W 33 minucie bramkarz Śląska skapitulował. Fojut faulował tuż przed polem karnym Grzyba, a do piłki podszedł Frankowski. Napastnik gości krótko odegrał piłkę do Laty, który plasowanym strzałem z lewej nogi wyprowadził swój nowy klub na prowadzenie.

Bramka dla gości była konsekwencją dobrej gry w środku pola. To pozwoliło białostoczanom raz po raz zagrywać groźne prostopadłe piłki do skrzydłowych i napastników. Wrocławianie odgryzali się sporadycznie, bazując na indywidualnych akcjach Mili i Ćwielonga. Ten pierwszy kilka razy uderzał niecelnie z dystansu, a gracz sprowadzony zimą z Krakowa zagrał idealną piłkę w pole karne do Madeja. Jego uderzenie z półobrotu trafiło jednak prosto w ręce Sandomierskiego.

Po przerwie wrocławianie rzucili się do odrabiania strat, ale szybko zostali sprowadzeni na ziemię. Lato dośrodkował z rożnego, piłkę zgrał Frankowski, a Remigiusz Jezierski z półobrotu trafił w samo okienko bramki Kelemena. Tym samym stało się jasne, że pogromcami Śląska będą tego dnia jego byli gracze.

Piłkarze Śląska wydawali się być takim obrotem sprawy nieco oszołomieni. Swoich kolegów próbował poderwać Ćwielong. Mocno przymierzył z narożnika pola karnego, lecz piłka przeleciała tuż nad poprzeczką. Tymczasem goście powinni strzelić trzecią bramkę. Po błędzie wrocławskiej defensywy Grosicki wybiegł na czystą pozycję, minął Kelemena, ale zbyt długo zwlekał z oddaniem strzału i Słowak skutecznie wyłuskał mu piłkę spod nóg.

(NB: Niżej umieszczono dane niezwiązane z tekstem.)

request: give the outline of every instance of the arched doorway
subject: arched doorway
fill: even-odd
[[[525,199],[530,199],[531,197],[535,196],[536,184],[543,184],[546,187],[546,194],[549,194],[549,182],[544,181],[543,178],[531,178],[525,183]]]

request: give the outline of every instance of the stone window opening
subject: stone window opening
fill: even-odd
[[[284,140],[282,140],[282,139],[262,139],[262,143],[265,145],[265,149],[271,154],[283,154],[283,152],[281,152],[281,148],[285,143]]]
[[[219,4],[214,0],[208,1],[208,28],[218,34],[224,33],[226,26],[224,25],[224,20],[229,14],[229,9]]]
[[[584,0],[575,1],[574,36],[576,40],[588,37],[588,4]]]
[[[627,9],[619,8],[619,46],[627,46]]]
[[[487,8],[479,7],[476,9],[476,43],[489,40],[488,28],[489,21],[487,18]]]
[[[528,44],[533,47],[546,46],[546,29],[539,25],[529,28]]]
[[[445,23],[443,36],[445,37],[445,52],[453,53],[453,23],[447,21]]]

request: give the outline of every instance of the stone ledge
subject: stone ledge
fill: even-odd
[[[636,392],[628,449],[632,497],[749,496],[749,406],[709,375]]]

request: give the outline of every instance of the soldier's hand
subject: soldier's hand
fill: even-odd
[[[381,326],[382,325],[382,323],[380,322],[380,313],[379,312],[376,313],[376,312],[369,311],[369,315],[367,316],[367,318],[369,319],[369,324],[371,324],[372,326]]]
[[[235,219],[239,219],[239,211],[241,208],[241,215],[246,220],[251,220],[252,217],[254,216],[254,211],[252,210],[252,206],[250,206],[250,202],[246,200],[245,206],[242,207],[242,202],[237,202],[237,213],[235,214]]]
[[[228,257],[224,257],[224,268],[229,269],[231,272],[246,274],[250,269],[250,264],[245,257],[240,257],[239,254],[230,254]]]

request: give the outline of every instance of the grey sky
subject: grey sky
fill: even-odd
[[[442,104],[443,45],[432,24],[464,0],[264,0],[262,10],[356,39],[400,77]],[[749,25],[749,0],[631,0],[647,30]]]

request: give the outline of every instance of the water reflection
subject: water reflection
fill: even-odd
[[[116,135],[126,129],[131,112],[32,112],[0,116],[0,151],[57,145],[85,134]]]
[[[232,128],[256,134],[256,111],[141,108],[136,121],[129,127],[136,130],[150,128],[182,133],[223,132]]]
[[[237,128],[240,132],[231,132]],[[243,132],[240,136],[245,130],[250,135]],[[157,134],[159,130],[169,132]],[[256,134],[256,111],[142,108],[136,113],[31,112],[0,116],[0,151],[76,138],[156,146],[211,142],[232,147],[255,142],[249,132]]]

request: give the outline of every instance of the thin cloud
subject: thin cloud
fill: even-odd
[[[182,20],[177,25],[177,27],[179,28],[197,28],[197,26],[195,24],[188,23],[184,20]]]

Nadzieję w serca wrocławskich kibiców wlał jeszcze Piotr Celeban, który celną główką wykończył dośrodkowanie z rożnego Mili. Wrocławianie dostali wiatru w żagle, zamknęli gości na ich połowie i do końca spotkania walczyli o wyrównującą bramkę. Ta jednak już nie padła. Śląsk przegrał w sezonie drugie spotkanie na własnym boisku.

Śląsk Wrocław – Jagiellonia Białystok 1:2 (0:1)
Strzelcy: Piotr Celeban (78.) - Jarosław Lato (33.), Remigiusz Jezierski (51.)

Śląsk: Kelemen – Wołczek, Celeban, Fojut, Pawelec, Madej, Sztylka, Spahić (88. Łudziński), Mila, Ćwielong, Sotirović

Jagiellonia: Sandomierski – Thiago, Skerla, Sidqy, Norambuena, Maycon (58. Grosicki), Grzyb, Hermes, Lato, Frankowski, Jezierski (68. Bruno)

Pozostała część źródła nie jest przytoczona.